A list of the six main literary archetypes, explanations of them and examples.
An archetype is a pattern; a way of seeing; a recurring theme in literature and even in culture. Carl Jung contends that all humans, regardless of time or place, recognize these archetypal patterns. Archetypes are types of literature that most people are familiar with and are taught about during their lifetimes. These 6 archetypes are:
1. Golden Age
This archetype is generally about a time when everything was beautiful, peaceful, no sin existed, plentiful food, no conflicts, no need for shelter (because you did not need to protect yourself), and no need for work (you didn’t have to). Usually when coming across this archetype, the story tells about how things were much better back then and now humanity has basically screwed everything up and we want to go back to the good ole’ days.

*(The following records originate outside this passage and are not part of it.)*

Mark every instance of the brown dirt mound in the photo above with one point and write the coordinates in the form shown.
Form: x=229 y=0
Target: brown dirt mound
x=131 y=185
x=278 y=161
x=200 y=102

The God/Teacher archetype describes a role model who provides lessons on how to act, what’s important, survival, knowledge, love, etc. This archetype is generally used in stories where you have someone quite experienced in some field teaching, helping, or instructing someone younger than them and inexperienced. Examples of this archetype include the story of Prometheus and how he gave fire to humans or perhaps you could speak a bit more religiously and say that the Bible is also an example of the God/Teacher archetype due to the Bible teaching people lessons of life.
3. Loss of Innocence
While the definition of this archetype is broad, it’s effects are more narrow. The loss of innocence literary archetype generally describes learning something knew or experiencing something new that completely changes you forever. A prime example of this archetype is the book Lord of the Flies by William Golding, for which an archetype study can be found here. Another one would be the book The Count of Monte Cristo. There are 2 types of Loss of innocence. The first one is Personal which is recognizing the harshness of the world and the recognition of one’s limitations. The second kind is Society loss of innocence. This is when evil is introduced into society.
The Flood archetype is one archetype that is very common nowadays considering the multiple apocalyptic movies and books and songs that are being made with each coming year. The Flood archetype is simple to understand – it’s the end of the world. Examples of this archetype include the movie I am Legend, and the song How far we’ve come by Matchbox Twenty.
Also another simple and easy to understand archetype, the Metamorphosis archetype is about changing from one thing to another and with a reason. Either it’s a change that happens and occurs from within or it’s being changed by something outside – something external or something internal. Examples would include The Giving Tree by Shel Silverstein and the Twilight Saga by Stephenie Meyer.
Fancy word there, Cycles, but this is still an easy concept to remember. Anything like being a baby to being an adult to becoming an old person and then repeating with the next generation is a cycle. Another easy one is the phases of the moon.